Letter from Thomas Jefferson to Hutchins G. Burton, 1 May 1817Earlier in his life Jefferson frequently served and enjoyed the fortified wine of Madeira, but during his retirement at Monticello he found the European brandy-infused beverage “entirely too powerful.” His wine cellar had dwindled due to limitations on trade during the War of 1812. By the end of 1815 Jefferson was ordering wines from France and Italy, but the possibilities of domestic wine production also intrigued him. Having been introduced to North Carolina’s scuppernong wine by John Wayles Eppes late in 1816, by February 1817 Jefferson began asking Hutchins G. Burton, Eppes’s supplier, to procure the beverage for his own use. In the letter below Jefferson both orders a cask and condemns wine additives, remarking that only British and American consumers lacking refined taste desire such adulteration.

 
To Hutchins G. Burton
Dear Sir
Monticello May 1. 17.
 

Your favor of Apr. 2. came to hand two days ago only. I thank you for the kind office of procuring me the cask of wine, and still more for the purpose of placing me in correspondence with mr Pettigrew, thro’ whom I may draw future supplies directly.
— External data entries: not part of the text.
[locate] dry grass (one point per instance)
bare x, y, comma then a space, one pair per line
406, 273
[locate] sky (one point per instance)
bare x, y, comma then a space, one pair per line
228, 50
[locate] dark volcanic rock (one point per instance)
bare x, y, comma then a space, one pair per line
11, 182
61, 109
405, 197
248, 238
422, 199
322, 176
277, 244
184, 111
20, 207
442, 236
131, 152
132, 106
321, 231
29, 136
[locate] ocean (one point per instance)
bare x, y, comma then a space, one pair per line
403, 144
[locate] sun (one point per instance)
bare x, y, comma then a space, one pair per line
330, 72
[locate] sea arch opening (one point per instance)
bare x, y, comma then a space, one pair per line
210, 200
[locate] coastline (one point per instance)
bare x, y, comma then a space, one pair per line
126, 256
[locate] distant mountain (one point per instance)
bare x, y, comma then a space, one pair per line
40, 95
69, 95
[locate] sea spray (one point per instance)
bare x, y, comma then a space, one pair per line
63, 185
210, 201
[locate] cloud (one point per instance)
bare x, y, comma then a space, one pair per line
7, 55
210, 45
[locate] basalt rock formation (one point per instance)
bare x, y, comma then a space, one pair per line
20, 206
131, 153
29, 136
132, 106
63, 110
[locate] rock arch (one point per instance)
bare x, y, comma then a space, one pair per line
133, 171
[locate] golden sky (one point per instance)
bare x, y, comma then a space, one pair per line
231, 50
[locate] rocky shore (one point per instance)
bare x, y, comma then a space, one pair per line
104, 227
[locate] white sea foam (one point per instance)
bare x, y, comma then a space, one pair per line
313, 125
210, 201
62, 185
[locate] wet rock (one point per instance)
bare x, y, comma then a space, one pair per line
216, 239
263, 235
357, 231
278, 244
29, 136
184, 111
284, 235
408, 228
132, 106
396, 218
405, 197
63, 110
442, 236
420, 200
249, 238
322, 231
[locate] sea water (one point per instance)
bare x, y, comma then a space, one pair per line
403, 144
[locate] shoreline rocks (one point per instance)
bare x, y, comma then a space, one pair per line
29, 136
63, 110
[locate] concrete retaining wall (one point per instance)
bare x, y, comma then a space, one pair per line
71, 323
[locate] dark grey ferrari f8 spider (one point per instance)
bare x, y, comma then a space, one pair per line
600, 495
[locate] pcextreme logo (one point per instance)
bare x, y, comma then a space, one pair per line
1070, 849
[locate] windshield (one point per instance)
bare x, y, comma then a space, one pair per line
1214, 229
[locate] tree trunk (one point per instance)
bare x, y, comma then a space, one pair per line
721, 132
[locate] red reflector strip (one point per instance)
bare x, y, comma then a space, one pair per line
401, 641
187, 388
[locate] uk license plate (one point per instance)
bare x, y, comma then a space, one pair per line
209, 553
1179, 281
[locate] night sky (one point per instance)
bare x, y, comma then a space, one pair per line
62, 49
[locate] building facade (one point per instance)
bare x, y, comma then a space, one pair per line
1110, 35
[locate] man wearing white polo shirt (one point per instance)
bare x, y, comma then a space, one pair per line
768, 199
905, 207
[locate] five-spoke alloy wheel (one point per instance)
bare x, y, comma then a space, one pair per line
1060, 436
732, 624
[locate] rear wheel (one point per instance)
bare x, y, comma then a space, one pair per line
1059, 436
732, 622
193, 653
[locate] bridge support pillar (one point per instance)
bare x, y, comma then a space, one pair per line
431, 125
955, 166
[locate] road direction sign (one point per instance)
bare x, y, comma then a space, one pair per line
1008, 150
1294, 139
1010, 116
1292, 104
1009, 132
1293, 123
I have this day inclosed to mr Eppes a draught on mr Gibson for 26.D.I observe the makers of this wine have fallen into the barbarous practice of dosing their wine with brandy. that you sent mr Eppes had but little, but it was sensible. the next sample I saw was Genl Cocke’s, in which there was so much as to drown the flavor of the wine, and I have seen a third sample which absolutely cannot be distinguished from strong brandy toddy. this will destroy the reputation of the wine. this unhappy taste is peculiar to the English, and we derive it by imitation from them. every person in a wine country knows that a single glass of brandy will adulterate the fine flavor of a whole cask of wine, and that a little [m]ore will destroy the vinous flavor entirely, and give to a sensible palate that of brandy only. the truth is that there should not be a single drop of brandy put into it. no money will tempt a European vigneron to put a single drop of brandy into his wine, because it would destroy it’s reputation. this is done by the merchant, and only for an English or American customer, who always requires it expressly. the merchants of Bordeaux expressed to me their astonishment at this singular coarseness of taste. I hope I shall be able to prevail on the Scuppernon vigneron to furnish mine at least without a drop of brandy. with my thanks for your kind attention in ordering this supply, be pleased to accept the assurance of my great esteem and respect.

Th: Jefferson

 


PoC (MHi); on verso of reused address cover of Pierre Samuel Du Pont de Nemours to TJ, 18 Aug. 1816; torn at seal; at foot of text: “H. G. Burton esq.”; endorsed by TJ.

 

 

 

Posted May 2015. Reprinted from The Papers of Thomas Jefferson: Retirement Series, 11:300.